June 28 (Bloomberg) -- Canadian energy stocks surged after Petroliam Nasional Bhd agreed to buy Calgary-based oil and natural gas producer Progress Energy Resources Corp. for C$4.8 billion ($4.65 billion) in cash.
State-owned Petronas offered to pay Progress shareholders C$20.45 a share, 77 percent more than the company’s closing share price yesterday in Toronto in a deal valued at about C$5.5 billion, including debentures.
“It’s really ignited interest in the natural-gas space,” Eric Nuttall, who manages C$90 million at Toronto-based Sprott Inc.’s Energy Fund, said today in a telephone interview. “It’s a natural tendency post-large announcement to play the ‘who’s next’ game.”
Advantage Oil and Gas Ltd. rose 5.3 percent to close at C$2.96 in Toronto, Celtic Exploration Ltd. rose 7.2 percent to C$13.72 while ARC Resources Ltd. rose 8.7 percent to C$22.19. ARC was raised to buy from hold by Roger Serin, an analyst at TD Newcrest Inc.

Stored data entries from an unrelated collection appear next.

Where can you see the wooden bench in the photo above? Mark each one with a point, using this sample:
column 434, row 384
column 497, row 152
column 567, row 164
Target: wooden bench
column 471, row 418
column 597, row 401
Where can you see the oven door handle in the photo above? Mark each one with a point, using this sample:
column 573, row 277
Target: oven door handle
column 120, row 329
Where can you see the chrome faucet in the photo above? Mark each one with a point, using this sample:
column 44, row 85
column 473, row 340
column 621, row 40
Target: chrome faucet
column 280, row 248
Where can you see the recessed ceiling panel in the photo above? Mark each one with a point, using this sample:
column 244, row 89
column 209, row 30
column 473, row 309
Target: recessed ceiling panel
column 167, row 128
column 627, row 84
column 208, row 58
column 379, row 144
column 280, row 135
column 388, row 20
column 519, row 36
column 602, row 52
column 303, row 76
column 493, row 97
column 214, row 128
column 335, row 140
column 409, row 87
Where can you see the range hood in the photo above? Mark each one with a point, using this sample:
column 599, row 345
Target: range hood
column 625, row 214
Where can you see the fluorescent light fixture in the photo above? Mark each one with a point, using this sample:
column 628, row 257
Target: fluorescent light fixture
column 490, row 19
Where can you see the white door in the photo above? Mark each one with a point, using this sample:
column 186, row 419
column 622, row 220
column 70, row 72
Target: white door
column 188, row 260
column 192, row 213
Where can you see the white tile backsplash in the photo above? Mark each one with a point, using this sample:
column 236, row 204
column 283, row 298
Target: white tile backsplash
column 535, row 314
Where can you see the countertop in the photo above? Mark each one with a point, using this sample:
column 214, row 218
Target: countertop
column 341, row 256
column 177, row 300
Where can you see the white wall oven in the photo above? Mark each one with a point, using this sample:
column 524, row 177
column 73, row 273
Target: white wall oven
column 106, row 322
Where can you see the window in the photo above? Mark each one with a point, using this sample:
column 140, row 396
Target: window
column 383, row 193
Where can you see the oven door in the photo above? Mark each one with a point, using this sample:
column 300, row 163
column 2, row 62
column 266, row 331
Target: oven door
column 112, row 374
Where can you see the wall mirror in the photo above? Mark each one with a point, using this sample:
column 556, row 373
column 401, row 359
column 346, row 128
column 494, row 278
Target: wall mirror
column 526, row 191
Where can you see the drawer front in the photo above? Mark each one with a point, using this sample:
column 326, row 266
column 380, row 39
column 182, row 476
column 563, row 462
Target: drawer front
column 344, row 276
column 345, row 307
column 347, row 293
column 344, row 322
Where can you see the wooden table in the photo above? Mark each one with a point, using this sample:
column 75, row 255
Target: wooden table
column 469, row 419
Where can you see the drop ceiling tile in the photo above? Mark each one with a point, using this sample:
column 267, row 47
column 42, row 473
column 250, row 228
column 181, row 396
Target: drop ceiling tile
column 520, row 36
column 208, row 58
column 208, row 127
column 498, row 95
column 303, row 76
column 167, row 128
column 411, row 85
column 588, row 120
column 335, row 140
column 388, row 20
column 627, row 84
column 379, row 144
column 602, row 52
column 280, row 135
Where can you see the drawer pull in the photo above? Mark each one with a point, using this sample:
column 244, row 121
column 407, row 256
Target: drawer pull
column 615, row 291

Birchcliff Energy Ltd. closed 2.1 percent lower at C$5.19 after rising earlier in the day.
“Natural gas has been under a great deal of pressure as the gas price has been hitting new lows,” Rick Hutcheon, president of Toronto-based RKH Financial, said in a phone interview. “That has spooked a lot of investors and it’s forced the valuations down to levels that a number of offshore foreign energy companies are going to look at and think, ‘Boy, these things are pretty cheap and maybe it’s not a bad idea to pick up some of these things now.’”
Natural gas prices dropped in New York after the U.S. Energy Department said U.S. stockpiles increased. The commodity fell 2.7 percent to $2.722 per million British thermal units on the New York Mercantile Exchange. The futures are down 8.9 percent this year.